This mushroom soup is a creamy, flavorful, and nutritious dish for every occasion; It is a one-pot dish, easy to make, requires no special ingredients, 100% vegetarian because we did not include chicken stock, thick and creamy that you can enjoy alone or with family, and comforting for every season. If you love soups like tomato soup, mix veggie soups, spinach soup then Cream of Mushroom soup is a must-try. The recipe is super easy and fast that you can prepare for guests, family dinner, anniversary, birthday, and any other time.
What you need (Ingredients)
200 grams sliced or chopped button mushrooms (or cremini mushrooms)
1 medium-sized onion, finely chopped
2 to 3 medium-sized garlic, finely chopped
1 small tejpatta, known as Indian bay leaf
2 pinches of nutmeg powder
1 cup water/ better-preferred vegetable stock
1 cup whole full-fat milk – at room temperature/warm
6 tbsp low fat cream- about 25% to 30% fat
1 tbsp whole wheat flour or all-purpose flour can be used
2 tbsp unsalted butter
2 tsp chopped parsley or coriander leaves
freshly crushed black pepper
salt as needed
1 tsp finely chopped parsley/coriander/thyme/basil for garnishing
How to Prepare (Process)
Take a medium bottom deep saucepan, add butter and melt, butter should not be burned, add bay leaf and stir until fragrant, add chopped onion and garlic, saute on medium flame until soft and translucent.
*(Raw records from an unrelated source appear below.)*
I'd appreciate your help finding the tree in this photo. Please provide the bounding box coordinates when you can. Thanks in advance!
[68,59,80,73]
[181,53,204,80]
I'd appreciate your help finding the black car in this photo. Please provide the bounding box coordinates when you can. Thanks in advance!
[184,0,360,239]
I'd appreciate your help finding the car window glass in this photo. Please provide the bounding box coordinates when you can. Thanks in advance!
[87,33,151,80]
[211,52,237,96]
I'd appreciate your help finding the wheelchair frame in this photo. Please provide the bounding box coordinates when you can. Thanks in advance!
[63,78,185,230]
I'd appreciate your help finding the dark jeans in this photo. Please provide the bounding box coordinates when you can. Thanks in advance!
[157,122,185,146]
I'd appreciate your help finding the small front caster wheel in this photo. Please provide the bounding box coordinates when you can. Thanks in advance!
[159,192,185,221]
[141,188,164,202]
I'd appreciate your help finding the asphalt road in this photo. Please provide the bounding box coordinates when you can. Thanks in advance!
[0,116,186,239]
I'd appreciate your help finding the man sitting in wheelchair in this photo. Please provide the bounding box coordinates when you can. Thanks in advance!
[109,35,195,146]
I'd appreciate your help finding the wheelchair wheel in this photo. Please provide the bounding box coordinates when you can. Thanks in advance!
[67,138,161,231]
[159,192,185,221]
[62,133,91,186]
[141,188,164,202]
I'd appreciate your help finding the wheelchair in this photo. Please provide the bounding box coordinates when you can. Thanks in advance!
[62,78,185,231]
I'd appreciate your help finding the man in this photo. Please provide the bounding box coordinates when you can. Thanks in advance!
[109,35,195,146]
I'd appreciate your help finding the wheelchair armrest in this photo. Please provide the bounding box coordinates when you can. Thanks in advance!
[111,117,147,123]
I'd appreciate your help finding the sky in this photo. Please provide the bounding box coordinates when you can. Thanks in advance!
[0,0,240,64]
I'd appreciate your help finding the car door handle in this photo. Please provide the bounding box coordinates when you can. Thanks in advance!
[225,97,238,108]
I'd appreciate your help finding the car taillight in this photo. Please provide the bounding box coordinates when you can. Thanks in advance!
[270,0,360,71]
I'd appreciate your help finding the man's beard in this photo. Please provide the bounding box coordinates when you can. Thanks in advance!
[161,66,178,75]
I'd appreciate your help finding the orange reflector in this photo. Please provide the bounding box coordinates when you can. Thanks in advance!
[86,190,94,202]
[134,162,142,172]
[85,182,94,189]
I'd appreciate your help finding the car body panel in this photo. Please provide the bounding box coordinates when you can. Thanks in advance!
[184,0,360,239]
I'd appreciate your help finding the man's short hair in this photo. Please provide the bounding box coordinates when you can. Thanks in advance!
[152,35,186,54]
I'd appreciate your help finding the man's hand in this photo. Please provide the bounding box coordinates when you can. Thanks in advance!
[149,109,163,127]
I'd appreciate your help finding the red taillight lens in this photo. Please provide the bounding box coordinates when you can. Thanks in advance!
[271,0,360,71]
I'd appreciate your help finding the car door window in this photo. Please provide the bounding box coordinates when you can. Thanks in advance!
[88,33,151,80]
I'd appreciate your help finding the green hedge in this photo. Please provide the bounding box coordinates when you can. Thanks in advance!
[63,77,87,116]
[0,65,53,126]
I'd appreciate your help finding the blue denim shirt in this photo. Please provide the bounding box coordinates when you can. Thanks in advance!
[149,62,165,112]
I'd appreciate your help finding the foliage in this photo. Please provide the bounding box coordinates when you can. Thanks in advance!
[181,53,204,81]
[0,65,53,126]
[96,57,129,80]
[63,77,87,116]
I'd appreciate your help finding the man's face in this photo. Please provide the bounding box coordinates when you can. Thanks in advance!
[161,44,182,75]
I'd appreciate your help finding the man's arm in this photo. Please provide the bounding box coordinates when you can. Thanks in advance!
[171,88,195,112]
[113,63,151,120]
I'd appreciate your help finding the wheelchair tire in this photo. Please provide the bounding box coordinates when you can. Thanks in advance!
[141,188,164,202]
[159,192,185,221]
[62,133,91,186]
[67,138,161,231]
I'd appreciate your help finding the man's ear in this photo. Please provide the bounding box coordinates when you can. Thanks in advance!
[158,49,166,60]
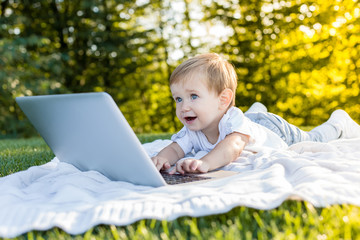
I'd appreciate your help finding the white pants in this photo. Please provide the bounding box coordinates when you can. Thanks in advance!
[245,112,341,146]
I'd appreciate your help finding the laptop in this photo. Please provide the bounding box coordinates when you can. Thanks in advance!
[16,92,236,187]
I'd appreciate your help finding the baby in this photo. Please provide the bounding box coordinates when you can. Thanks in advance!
[152,53,360,174]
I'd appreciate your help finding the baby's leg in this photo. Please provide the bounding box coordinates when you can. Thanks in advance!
[245,112,339,146]
[310,110,360,142]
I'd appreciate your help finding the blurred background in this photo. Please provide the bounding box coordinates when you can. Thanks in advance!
[0,0,360,138]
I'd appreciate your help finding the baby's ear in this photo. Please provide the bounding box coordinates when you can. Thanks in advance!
[220,88,234,109]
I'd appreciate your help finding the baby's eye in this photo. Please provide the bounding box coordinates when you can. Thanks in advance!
[191,94,199,100]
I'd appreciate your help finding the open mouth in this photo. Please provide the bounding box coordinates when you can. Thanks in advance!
[185,117,196,122]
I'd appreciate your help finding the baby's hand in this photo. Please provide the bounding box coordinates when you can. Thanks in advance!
[151,156,171,171]
[170,158,209,174]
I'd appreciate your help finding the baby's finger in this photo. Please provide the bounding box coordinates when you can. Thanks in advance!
[162,162,171,170]
[176,162,185,174]
[189,160,199,172]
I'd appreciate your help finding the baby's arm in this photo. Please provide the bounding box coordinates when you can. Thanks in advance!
[151,142,185,171]
[172,132,249,174]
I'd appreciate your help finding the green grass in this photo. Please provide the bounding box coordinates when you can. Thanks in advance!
[0,134,360,239]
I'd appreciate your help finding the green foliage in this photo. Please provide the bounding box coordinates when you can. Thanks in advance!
[0,138,360,239]
[0,0,360,136]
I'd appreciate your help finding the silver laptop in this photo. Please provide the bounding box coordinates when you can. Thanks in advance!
[16,92,236,187]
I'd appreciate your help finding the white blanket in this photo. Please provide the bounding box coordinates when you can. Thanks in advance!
[0,139,360,237]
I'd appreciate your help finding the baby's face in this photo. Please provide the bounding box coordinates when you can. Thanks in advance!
[170,76,224,139]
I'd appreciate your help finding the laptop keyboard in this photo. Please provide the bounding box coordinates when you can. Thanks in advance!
[160,172,211,185]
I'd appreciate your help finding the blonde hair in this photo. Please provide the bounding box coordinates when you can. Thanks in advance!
[170,53,237,106]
Remove the bay leaf.
Add the sliced mushrooms in the saucepan and stir, saute till water is released and dries up, mushrooms should become a little golden. Now add flour, stir well for 4-5 minutes in low flame until raw aroma goes away, add a tsp of freshly ground black pepper and combine.
Add vegetable stock/water, now slowly add full-fat milk, keep stirring slowly, add 2 tsp salt, simmer the soup on a low-medium flame, the soup will begin to froth and bubble, wait until thickens, stir in between.
When soup gets almost into required consistency add the low-fat cream, stir slowly and mix well; Add chopped parsley or coriander and nutmeg powder (can be skipped), taste the salt, and add more if required simmer for 2 more minutes, switch off the flame.
How to serve:
Pour the soup into 3 individual serving bowls (can be lessened or increased)
Garnish with finely chopped parsley/coriander/thyme/basil
To maintain the quality and prevent milk to be torn, warm it a little before adding and add slowly while stirring continuously.
To increase the flavor, sprinkle some freshly ground black pepper on the serving bowl. You can also add oregano seasoning for extra flavor.
You can serve Cream of Mushroom Soup with a sandwich, bread, pasta or spaghetti, salad of mixed veggies, a rice dish, or dumplings.
The Cream of Mushroom Soup recipe serves 2-3 persons although it can be increased by adding ½ cup vegetable stock. To make it more creamy, chop the mushrooms and break them while sauteing. If you love biting into mushrooms while eating the soup then better keep it sliced.